On 06/06/07, Robert Godfrey <[EMAIL PROTECTED]> wrote:

However thing such as the immediate flag are at the very least
"unstable" right now... and we are seeing problems from our internal
adopters where using our "extensions" make it difficult for them to
upgrade.

Having to make small changes from version to version is not
unacceptable. And if we were willing to put the effort in, deprecated
compatibility can be achieved for certain things.

The most problematic issue for me is the mismatch between the JMS
notion of Destination and the AMQP notions of exchanges and consumers.
 The current implementation jumps through hoops trying to make Topics
and Queues in JMS map to how these are implemented in AMQP... however
other non-standard exchanges (e.g. Headers) don't match well to the
JMS notion (IMHO).

Yes, this is the biggest mismatch that I have seen. Promoting the
concept of exchange etc to the public API is not a bad thing though
and could be used to provide a way forward.
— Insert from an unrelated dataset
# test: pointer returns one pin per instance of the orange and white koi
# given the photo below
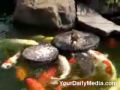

We have bent over
backwards to make it work inside the JMS Destination model mostly
because our users want that (motivated in many cases by a desire by
then to use Spring and so on).

JDBC depends on SQL.  There is no SQL equivalent in the world of
messaging.  Even more, without SQL, relational databases still follow
a reasonably well defined model (tables with columns and rows) - the
same does not hold true for the messaging space.

I was thinking more of things like the Sybase notification feature. If
you do happen to want to use that you can do so within the context of
an application that otherwise just uses JDBC (by casting to a
SybConnection IIRC).

Exposing an AMQP extension via the JMS API should be demand driven until 1.0

Yes, I agree. We almost certainly have other fish to fry. This is why
our extensions have not been particularly aggressive so far.

Writing the JMS layer in terms of an AMQP layer makes sense in terms
of maintainability.

Yes, agree here too.

Allowing users who are committed to AMQP (rather than to JMS) to use
an AMQP API does not upset me in the same way it does you.

It's forcing users to make that decision to commit to AMQP that
bothers me. I think you should be able to choose to use proprietary
features in isolated pockets of code within the context of an
otherwise standards-based implementation.